Scikit-Mol brings cheminformatics to Scikit-Learn

Esben Jannik Bjerrum,Rafał Adam Bachorz,Adrien Bitton,Oh-hyeon Choung,Ya Chen,Carmen Esposito,Son Viet Ha,Andreas Poehlmann
DOI: https://doi.org/10.26434/chemrxiv-2023-fzqwd
2023-12-06
Abstract:Scikit-Mol is a open-source toolkit that aims to bridge the gap between two well-established toolkits, RDKit and Scikit-Learn, in order to provide a simple interface for building cheminformatics models. By leveraging the strengths of both RDKit and Scikit-Learn, Scikit-Mol provides a powerful platform for creating predictive modeling in drug discovery and materials design. Unlike other toolkits that often integrate both chemistry and machine learning, Scikit-Mol rather aims to be a simple bridge between the two, reducing the maintenance effort required to keep up with changes and new features in e.g. Scikit-Learn. A simple example of Scikit-Mol's functionality is provided, demonstrating its compatibility with Scikit-Learn pipelines. Overall, Scikit-Mol provides a useful and flexible package for building self-contained and self-documented cheminformatics models with minimal maintenance required.
Chemistry
What problem does this paper attempt to address?

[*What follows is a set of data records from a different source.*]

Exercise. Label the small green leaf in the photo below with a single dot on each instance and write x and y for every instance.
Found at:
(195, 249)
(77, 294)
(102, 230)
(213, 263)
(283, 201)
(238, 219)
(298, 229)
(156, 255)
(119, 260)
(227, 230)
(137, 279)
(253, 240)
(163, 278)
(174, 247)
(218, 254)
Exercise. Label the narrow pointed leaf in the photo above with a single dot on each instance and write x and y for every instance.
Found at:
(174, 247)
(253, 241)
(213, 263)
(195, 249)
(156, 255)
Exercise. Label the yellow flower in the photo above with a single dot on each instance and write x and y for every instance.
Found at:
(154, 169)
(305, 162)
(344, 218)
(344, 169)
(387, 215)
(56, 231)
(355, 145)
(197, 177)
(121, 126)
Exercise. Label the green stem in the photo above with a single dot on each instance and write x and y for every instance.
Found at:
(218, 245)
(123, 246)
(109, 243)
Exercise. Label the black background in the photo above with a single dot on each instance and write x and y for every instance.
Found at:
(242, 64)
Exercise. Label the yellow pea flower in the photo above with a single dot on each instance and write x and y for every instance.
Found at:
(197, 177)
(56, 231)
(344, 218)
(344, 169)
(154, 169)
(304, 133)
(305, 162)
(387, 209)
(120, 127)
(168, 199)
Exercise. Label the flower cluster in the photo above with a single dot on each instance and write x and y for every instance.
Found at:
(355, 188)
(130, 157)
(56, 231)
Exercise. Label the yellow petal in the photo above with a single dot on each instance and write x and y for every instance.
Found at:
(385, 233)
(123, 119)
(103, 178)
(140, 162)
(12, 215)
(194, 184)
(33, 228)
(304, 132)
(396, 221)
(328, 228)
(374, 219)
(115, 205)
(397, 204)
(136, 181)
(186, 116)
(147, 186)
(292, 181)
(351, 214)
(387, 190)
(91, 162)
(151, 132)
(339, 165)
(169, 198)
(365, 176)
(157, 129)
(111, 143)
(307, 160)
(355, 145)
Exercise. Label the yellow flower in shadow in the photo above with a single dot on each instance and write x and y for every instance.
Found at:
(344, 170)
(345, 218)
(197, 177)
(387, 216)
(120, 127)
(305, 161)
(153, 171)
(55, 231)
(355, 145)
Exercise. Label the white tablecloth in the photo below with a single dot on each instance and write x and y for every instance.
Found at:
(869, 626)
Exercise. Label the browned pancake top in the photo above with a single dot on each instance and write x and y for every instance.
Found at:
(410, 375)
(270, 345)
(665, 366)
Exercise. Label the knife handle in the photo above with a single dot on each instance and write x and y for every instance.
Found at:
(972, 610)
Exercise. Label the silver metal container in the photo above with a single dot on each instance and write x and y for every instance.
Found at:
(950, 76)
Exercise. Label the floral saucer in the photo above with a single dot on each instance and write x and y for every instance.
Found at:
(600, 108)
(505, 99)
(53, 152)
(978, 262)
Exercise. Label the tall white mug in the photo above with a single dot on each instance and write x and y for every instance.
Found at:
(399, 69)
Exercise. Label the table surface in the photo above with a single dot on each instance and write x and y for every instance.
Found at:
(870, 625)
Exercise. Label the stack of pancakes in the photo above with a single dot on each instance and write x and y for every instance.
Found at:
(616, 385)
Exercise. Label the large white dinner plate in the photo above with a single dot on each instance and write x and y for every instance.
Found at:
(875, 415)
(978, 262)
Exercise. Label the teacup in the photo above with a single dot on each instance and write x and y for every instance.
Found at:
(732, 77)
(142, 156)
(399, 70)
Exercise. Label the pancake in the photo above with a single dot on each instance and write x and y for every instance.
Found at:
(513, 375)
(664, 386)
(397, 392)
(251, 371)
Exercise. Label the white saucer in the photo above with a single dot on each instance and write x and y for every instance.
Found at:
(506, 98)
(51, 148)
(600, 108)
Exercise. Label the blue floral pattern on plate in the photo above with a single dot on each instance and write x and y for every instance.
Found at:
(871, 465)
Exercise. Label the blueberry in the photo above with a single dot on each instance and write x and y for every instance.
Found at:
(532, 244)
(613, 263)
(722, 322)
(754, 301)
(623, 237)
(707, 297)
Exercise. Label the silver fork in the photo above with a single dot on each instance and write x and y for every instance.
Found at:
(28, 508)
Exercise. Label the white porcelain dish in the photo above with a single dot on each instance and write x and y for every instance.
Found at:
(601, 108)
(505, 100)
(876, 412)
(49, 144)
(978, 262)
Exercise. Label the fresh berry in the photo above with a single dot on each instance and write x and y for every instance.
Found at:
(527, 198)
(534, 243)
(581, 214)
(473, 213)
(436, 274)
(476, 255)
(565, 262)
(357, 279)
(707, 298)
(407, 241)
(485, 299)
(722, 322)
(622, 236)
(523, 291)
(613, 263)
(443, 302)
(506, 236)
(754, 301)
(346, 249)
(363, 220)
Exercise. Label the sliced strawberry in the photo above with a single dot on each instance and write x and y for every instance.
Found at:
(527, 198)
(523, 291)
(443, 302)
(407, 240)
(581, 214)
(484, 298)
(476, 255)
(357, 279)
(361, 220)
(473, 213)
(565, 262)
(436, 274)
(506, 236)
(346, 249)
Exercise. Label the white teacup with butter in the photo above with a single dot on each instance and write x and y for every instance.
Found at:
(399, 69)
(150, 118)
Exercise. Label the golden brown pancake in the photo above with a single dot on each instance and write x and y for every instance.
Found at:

This article introduces an open source toolkit called Scikit-Mol, aiming to bridge the gap between chemoinformatics (RDKit) and machine learning (Scikit-Learn), providing a simple interface to build chemoinformatics models. Scikit-Mol leverages the strengths of RDKit and Scikit-Learn to create a powerful platform for drug discovery and materials design prediction modeling. Instead of integrating chemistry and machine learning into a single framework, Scikit-Mol acts as a simple bridge, reducing the maintenance work to adapt to changes and new features in projects like Scikit-Learn. The paper points out that although there have been other toolkits attempting to combine chemistry and machine learning, they often require significant maintenance work. Scikit-Mol, on the other hand, reduces the reliance on code maintenance by connecting two mature and widely used open source projects. It supports the creation of simple, self-contained, and self-documented models, and is compatible with Scikit-Learn pipelines, making the models serializable, easy to save, and load. The paper also provides a simple example of Scikit-Mol, demonstrating how it can be tightly integrated with Scikit-Learn for handling molecular datasets, particularly using SMILES strings as input. In addition, the paper discusses implementation details of Scikit-Mol, including different types of fingerprint and descriptor transformers, as well as standardization and transformation functionalities based on RDKit. The paper also mentions optimization for parallel computing, showcasing speed improvements in computations on multi-core processors. Finally, the documentation and availability of Scikit-Mol are emphasized, including example notebooks and detailed documentation to facilitate its application in scientific research.